Jan 1, 2011

It's a new day, a new beginning...

My all time favorite quote (paraphrased) -

"It's a new day, a new beginning. You can't change what happened yesterday. You can only learn from it and move forward."
(M. Scott Peck, The Road Less Traveled)
Our family had nothing earth-shattering happen this year. Yay for us - it's been awhile. It's so much easier to review a year that has gone well, that has been prosperous, that has seen good health and good decisions.

In reviewing my year, I know I have a few things I need to change and/or work on. Although I've improved dramatically, I still need to work more on not offering my daughter advice - on finances, on her love life, on how she raises Mr. B. She's a responsible adult and I need to treat her that way. On the other hand, I do need to come to an agreement with her -- don't tell me your problems and then get upset if I give advice. It's an easy fix. If you don't want advice, don't tell me the problems. I'm your mom. I love you and I want to fix things for you. It's the way I am.

I had a small scare this year in regards to my son.
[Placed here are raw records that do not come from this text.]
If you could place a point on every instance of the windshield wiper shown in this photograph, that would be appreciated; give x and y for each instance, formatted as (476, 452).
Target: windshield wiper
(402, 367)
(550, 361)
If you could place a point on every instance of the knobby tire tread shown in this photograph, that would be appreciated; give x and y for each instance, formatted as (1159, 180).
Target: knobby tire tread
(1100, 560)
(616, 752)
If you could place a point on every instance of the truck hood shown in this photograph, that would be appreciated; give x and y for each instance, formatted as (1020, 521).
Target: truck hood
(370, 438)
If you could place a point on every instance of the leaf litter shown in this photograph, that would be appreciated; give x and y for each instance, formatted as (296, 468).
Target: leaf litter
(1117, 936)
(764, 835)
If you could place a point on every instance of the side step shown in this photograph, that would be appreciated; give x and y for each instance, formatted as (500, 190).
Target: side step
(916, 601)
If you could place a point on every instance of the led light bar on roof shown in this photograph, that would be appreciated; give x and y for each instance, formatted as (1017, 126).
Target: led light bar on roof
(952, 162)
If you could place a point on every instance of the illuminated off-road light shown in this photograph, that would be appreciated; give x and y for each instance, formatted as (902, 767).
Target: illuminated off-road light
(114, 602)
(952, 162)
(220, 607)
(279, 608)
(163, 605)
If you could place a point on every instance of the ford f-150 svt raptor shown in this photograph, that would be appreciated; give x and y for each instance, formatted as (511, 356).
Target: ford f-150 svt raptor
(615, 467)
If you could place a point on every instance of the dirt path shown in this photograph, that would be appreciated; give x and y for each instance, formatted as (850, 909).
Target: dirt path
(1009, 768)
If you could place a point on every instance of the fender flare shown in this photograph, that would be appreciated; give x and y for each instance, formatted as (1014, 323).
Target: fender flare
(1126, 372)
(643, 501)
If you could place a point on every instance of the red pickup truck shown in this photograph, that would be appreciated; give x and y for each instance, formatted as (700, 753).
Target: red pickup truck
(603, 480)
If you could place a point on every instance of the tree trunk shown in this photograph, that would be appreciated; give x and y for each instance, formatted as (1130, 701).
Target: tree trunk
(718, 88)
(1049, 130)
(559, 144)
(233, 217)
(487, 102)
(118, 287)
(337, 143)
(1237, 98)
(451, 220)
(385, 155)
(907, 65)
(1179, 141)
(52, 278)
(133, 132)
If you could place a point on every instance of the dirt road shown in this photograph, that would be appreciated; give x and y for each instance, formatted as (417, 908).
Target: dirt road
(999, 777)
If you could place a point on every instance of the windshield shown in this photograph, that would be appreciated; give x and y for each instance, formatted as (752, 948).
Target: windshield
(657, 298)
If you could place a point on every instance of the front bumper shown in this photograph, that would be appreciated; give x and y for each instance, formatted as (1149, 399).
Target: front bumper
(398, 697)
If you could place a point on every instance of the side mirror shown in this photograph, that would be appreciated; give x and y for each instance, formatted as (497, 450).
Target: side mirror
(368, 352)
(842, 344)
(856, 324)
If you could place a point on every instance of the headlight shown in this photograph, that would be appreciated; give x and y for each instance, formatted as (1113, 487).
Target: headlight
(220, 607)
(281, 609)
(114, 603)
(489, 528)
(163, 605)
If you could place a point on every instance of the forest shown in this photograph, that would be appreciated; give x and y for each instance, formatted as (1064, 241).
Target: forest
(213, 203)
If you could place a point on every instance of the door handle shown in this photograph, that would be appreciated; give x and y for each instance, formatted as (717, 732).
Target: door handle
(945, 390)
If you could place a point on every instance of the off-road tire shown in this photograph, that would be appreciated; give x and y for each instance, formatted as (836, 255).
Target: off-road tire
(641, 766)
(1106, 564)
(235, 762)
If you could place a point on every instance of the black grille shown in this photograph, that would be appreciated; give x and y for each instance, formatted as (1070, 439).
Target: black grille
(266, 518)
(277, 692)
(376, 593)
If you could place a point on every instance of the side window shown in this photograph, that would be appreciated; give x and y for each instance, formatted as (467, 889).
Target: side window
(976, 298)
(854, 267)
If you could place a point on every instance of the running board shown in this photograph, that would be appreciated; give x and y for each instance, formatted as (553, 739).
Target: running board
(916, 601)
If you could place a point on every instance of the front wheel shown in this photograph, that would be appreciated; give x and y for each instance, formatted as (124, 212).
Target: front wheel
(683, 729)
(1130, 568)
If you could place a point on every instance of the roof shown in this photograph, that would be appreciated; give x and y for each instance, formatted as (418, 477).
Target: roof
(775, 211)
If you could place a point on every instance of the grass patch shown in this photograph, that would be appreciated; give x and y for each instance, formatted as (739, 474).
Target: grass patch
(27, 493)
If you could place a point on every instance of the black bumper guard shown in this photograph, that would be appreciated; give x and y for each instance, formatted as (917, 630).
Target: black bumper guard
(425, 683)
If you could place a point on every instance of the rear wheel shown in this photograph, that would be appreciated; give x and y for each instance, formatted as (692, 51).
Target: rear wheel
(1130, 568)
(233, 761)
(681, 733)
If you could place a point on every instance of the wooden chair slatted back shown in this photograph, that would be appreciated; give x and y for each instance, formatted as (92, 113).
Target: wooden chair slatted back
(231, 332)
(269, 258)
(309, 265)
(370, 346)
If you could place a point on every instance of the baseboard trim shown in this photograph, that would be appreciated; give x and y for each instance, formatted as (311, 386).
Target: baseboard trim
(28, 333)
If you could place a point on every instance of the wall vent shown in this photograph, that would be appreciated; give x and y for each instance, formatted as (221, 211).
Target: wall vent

I'm not going to give details. I will just say to him, I love you and I still worry about you, but I do have faith in you. Enough said.

My husband has worked so much this year, but finally it seems to be work he loves, rather than work forced on him, so I'm OK with that. He is good about trying to find a bit of balance between work and family, especially since he is Mr. B's only dependable male role model and there's an obligation of time and energy that goes along with that. He does well to meet that obligation and I do appreciate that about him.

My beloved Mr. B. has grown up so much this past year. He's almost 5 years old now, and has an old, wise personality. He's not a quiet child - not noisy, but very, very talkative, and that can be difficult when he's with me 10 hours a day, but then I just stop and think that come September he will be in school and my time and role in his life will change dramatically. This little boy adds a lot of laughter, giggles, and fun to my life, and I'm grateful for that. I didn't have time to enjoy all this with my own kids (or I didn't realize how precious my time with them was or how quickly it would go by!), so I remind myself daily to enjoy my time with Mr. B. I am so very grateful he is in my life.

For myself, I'm fairly happy with how my life is going right now. Isn't that a wonderful statement to be able to make? Oh, my house could be cleaner, my world could be better organized, and I could sew and quilt more than I do, but I'm quite happy with how things are overall. Jeff and I will celebrate our 33rd anniversary this year, and the man still makes me laugh and still makes my heart go pitter pat, and I believe I do the same for him. How lucky am I?  I do still miss my family and friends in New England, despite the fact we moved away 23 years ago! Like a plant's roots that stretch to get to water, my roots yearn to thrive once again on New England soil. Someday...

This year I hope to accomplish more in the sewing room and more in the garden. But that's about all the pressure I want to put on myself for now. I will continue to be involved in politics and would like to find somewhere local to volunteer - with an eye toward spending time with senior citizens that have no one visiting them or looking in on them.

As the old year fades, the new year is bright and fresh and offering all kinds of opportunities and challenges. My only New Year's Resolution is to take each day as it is handed to me and to be grateful for it, and to try to remember what is important and what is not, and act acccordingly.

A very happy New Year to you and yours. Thank you so much for taking precious time from your day to stop by my blog. I appreciate you, dear blog readers!

2 comments:

Karen said...

A very Happy New Year to you and yours, Joan. It's wonderful that you're so introspective... something I have to work on for myself. Hope 2011 is as wonderful as 2010 has been for you. Love you!

Na Na said...

Cutting the apron strings is always harder on the Mommie than it is on the child. (smile)

Trust that you raised your child right and now it's time to see her practice all she's learned. If she tells you her problems it's because she doesn't want to cut both apron strings, just one.

She wants to know you trust her to finally be a woman and at the same time you will still be there to listen and lean on for support when needed.

I hope my daughter never cuts both apron strings.